LA DENUNCIA
Papà solo in videochiamata da sei mesi: dramma a Varese
Il caso di un separato. Il legale: «Vittima della burocrazia»

Da sei anni il contatto con i figli minorenni è affidato a videochiamate e incontri saltuari alla presenza degli assistenti sociali. Da sei mesi neanche gli incontri protetti. È una sofferenza terribile, al di là delle ragioni, quella che sta patendo un papà quarantenne, separatosi dalla moglie nel 2017. Il suo legale, l’avvocato Giancarlo Beraldo, non usa mezzi termini: «Tratto da anni la materia familiare, questo è un caso che può definirsi surreale». Carte alla mano, pardon sentenze, ecco la vicenda che ha origine da un litigio tra coniugi, non solo parole, anche una breve colluttazione. Scattano denunce reciproche (che non avranno poi seguito penale); il marito lascia la casa, l’affidamento dei due figli è dato in via super esclusiva alla mamma.
Fin qui, tutto normale a rigor di provvedimenti in una situazione (coniugale) divenuta anormale. Il papà, dopo la separazione giudiziale che avrà sentenza nel 2021, in modo da allargare gradualmente l’accesso ai figli e la possibilità di avere appunto contatti non sporadici e “sorvegliati”, accetta di sottoporsi ad un percorso di psicoterapia e persino al monitoraggio del Cps (centro disturbi psichici) che ha sempre riconosciuto l’assenza di patologie.

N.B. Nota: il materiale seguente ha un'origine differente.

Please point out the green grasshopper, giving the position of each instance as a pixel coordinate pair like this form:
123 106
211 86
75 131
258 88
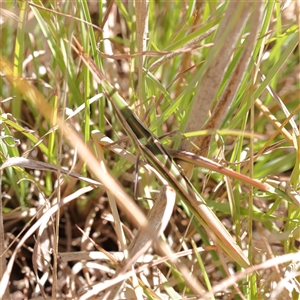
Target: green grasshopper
157 156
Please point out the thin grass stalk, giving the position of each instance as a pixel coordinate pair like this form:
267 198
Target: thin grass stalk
223 105
228 34
19 58
142 18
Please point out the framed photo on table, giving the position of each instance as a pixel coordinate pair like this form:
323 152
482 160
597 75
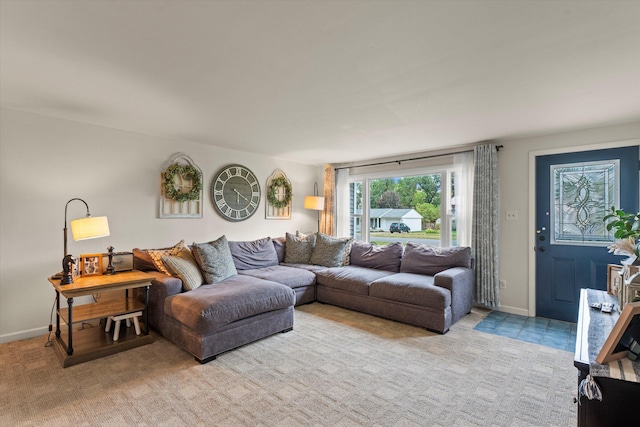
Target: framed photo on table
624 334
614 279
91 264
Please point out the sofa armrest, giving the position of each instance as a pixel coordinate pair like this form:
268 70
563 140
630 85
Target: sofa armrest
162 286
461 283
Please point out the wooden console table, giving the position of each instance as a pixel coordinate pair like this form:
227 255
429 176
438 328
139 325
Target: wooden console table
92 343
619 397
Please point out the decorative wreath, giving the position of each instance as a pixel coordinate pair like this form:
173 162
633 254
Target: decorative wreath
272 194
188 172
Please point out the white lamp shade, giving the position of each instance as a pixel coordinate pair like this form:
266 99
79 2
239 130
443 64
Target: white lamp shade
314 202
90 228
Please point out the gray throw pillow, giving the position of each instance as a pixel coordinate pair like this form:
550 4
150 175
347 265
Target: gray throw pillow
256 254
330 251
430 260
386 257
298 249
214 259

Queste le valutazioni del suo avvocato: «Un imprenditore che non ha mai avuto altri problemi, paga con regolarità il mantenimento e le spese, così come il mutuo della casa di sua proprietà» in cui vivono l’ex moglie e i figli. «E ha sempre dato la massima disponibilità - aggiunge il legale - a vedere i minori quando viene deciso».
Ma - sempre secondo le valutazioni dell’avvocato varesino - la situazione iniziale non è mai cambiata, anzi si è aggravata. «È un papà totalmente escluso dalla crescita dei suoi figli, così come esclusi dalla vita dei bambini sono i nonni paterni. È morto il nonno e i nipoti non sono andati al funerale e la nonna paterna non ha la possibilità di vederli da anni». Da qui la convinzione: «Lui vuole esercitare il suo diritto alla genitorialità: non può fare il padre con le call al telefono, non si può costruire così un rapporto». Altri episodi come quello iniziale - conflitto, collutazione - non se ne sarebbero mai più verificati, né situazioni di stalking o qualsiasi altra che a detta del legale avrebbero potuto giustificare in questi anni una frenata all’ampliamento e alla liberalizzazione dei contatti coi figli ancora minori.
Istanze? L’avvocato Beraldo: «Ne ho fatte». Senza l’esito sperato. Ma c’è di più: il programma che i Servizi sociali del Comune del Varesotto interessato devono predisporre per permettere questi contatti, pare essere una questione lunga. Dopo alcuni mesi ancora non c’è. E questo, ma non solo, ha determinato l’ultimo capitolo: i sei mesi di distacco totale, salvo videochiamate. «È auspicabile che i Servizi sociali delegati prendano a cuore la vicenda o meglio si attivino celermente perché i principali danneggiati sono i minori», auspica l’avvocato del quarantenne. Che conclude così. «Al di là degli aspetti giuridici che certamente hanno la loro rilevanza, vi è una lesione di una legge che è innanzitutto quella naturale e che vede il diritto dei figli ad avere rapporti col proprio padre. Stiamo parlando di una persona sensibile, ben inserita nella società e con un nuovo nucleo famigliare, che adempie ad ogni suo dovere e obbligo. E che soffre, ritenendo un’ingiustizia la situazione che sta vivendo da anni».